Еще в половине письма цесаревич опустился в кресло у окна и теперь, сидел там, глубоко-задумчивый, неподвижный, словно забыл, где он, кто стоит тут рядом, словно гений печали, воздушный и темный, как летняя безлунная ночь.
— Какой ужас! — наконец проговорил почти беззвучно Константин, сделав движение рукой, которая давно вместе с письмом упала на колено, но не хватило сил поднять руку, снова перечесть последние строки.
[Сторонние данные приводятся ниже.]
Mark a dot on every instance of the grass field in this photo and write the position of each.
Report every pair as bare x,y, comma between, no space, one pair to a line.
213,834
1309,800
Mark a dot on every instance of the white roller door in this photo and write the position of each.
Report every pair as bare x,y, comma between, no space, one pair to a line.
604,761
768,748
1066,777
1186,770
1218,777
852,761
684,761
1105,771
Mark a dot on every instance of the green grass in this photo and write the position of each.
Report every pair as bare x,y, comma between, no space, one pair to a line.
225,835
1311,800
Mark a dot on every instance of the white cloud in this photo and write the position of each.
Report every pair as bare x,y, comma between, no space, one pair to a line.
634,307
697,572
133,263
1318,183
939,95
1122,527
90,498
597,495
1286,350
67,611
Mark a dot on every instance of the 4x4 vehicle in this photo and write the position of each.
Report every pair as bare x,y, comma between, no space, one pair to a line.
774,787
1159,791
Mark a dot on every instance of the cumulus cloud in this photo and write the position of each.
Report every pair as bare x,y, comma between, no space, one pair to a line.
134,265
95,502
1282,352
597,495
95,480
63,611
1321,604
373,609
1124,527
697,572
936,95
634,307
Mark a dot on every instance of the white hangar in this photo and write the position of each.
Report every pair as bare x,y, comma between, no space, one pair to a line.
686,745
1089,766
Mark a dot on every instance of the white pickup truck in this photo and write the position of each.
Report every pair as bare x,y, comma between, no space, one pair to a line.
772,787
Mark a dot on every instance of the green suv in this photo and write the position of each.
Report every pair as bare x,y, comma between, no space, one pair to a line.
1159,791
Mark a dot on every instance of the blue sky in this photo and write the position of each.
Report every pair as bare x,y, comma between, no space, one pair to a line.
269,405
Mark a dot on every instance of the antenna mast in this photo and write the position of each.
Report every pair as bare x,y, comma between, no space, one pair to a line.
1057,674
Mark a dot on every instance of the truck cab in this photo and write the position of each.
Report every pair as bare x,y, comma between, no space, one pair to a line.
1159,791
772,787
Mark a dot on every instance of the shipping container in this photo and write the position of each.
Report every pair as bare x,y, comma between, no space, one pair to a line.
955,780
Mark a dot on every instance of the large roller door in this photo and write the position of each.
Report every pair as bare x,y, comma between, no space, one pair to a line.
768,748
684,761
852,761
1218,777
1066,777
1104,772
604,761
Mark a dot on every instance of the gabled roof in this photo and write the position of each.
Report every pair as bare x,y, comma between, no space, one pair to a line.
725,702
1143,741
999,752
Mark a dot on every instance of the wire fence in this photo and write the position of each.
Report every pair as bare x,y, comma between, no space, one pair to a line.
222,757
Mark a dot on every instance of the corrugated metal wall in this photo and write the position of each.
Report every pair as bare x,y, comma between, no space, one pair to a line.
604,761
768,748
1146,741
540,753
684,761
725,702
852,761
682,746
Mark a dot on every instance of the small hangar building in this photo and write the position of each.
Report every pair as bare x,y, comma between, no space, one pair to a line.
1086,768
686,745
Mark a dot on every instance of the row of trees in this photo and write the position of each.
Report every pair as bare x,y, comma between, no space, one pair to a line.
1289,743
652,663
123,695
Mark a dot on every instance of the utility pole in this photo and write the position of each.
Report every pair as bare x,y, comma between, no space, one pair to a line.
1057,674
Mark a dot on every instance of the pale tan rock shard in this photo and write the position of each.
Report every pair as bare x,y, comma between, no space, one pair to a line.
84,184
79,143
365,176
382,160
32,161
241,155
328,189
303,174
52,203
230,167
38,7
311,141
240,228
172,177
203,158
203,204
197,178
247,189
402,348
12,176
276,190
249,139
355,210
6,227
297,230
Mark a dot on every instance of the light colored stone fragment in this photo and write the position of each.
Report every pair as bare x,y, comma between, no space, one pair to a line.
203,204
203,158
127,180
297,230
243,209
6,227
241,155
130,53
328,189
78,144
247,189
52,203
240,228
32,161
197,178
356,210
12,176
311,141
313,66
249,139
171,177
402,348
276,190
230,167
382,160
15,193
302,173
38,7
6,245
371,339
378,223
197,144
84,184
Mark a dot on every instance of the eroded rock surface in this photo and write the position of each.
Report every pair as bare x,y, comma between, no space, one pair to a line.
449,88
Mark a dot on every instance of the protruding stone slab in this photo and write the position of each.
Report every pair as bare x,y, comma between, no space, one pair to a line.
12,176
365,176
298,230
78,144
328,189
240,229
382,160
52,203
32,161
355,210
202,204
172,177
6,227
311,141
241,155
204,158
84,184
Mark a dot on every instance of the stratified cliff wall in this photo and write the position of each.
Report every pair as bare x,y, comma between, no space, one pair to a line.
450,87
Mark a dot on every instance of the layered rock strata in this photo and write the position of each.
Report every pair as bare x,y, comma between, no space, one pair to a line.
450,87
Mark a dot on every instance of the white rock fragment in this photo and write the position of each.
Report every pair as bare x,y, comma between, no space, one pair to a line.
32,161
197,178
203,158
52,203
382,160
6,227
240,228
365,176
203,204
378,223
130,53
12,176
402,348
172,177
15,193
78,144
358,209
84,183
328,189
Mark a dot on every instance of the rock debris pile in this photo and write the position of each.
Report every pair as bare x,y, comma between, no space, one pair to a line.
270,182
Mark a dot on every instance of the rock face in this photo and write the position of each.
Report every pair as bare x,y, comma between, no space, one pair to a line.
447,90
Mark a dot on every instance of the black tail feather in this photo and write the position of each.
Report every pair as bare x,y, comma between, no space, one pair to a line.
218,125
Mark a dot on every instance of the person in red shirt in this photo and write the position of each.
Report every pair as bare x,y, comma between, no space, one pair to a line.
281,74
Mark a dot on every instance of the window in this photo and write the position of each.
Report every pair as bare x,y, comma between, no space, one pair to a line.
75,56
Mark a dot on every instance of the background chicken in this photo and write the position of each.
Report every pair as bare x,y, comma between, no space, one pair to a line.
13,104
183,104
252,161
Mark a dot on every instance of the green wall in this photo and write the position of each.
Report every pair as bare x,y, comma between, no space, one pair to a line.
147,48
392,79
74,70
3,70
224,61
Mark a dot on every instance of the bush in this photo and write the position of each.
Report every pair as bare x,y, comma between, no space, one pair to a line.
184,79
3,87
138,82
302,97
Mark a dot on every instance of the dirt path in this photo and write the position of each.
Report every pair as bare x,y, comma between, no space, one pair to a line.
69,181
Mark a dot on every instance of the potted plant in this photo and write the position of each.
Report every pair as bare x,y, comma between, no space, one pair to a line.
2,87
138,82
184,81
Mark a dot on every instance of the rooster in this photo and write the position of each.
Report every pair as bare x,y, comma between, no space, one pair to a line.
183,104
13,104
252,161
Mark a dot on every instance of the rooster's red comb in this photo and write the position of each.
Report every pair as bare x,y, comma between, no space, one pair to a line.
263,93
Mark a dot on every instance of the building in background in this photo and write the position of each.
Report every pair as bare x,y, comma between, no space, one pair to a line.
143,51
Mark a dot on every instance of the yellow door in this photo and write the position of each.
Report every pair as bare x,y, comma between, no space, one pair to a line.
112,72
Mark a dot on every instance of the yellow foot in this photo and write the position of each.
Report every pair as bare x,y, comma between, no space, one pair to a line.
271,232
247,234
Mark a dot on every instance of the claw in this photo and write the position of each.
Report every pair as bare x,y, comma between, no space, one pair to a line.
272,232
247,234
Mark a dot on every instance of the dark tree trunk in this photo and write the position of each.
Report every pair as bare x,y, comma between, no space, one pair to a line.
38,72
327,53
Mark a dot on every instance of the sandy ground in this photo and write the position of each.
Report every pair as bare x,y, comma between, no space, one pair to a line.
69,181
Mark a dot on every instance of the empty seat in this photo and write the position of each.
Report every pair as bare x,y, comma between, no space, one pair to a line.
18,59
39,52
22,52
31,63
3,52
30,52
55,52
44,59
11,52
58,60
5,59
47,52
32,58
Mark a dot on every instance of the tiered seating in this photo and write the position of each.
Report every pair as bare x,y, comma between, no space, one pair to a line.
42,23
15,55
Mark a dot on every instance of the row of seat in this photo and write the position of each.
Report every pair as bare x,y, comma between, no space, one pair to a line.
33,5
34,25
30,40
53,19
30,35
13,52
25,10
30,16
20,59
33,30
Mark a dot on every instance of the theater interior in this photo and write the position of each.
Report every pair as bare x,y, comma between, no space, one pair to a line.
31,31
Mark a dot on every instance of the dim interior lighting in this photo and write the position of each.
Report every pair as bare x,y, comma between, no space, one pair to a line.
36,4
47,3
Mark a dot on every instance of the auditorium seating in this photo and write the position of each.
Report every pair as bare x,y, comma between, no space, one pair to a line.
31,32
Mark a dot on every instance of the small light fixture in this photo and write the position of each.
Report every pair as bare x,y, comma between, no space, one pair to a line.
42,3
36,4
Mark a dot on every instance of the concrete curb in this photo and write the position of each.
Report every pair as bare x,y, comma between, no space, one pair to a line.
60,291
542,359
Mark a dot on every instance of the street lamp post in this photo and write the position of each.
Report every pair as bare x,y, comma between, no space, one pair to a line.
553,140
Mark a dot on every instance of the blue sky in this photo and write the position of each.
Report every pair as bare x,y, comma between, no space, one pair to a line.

Ужас сейчас ощущался им двоякий. Ясно представил себе Константин, что пережили все эти люди, один за другим покончившие с собою в течение трех дней, как жертвенные агнцы, без звука, без жалобы, без надежды на спасение в последнюю минуту… Страшно ему стало и за собственную жизнь. Ведь и он, оказывается, также обречен, как жертва… И только ему дана отсрочка. Эта прекрасная жизнь, небо, земля, люди, милая девушка, надежда и вера, радости жизни и упоение успехами в любимом деле — все это может быть порвано одним ударом чужой, враждебной руки. Может быть бессмысленно отнято по воле кого-то другого… такого же человека, как и сам он, Константин… Нет, даже не такого, а совсем незначительного… безрассудного юнца-фанатика, который помолится Милосердному Христу, освятит нож у ног Всеблагой Матери Его и, как новый Равальяк, заколет его, цесаревича, считая, что совершил доброе, святое дело, спас отчизну от угнетателя…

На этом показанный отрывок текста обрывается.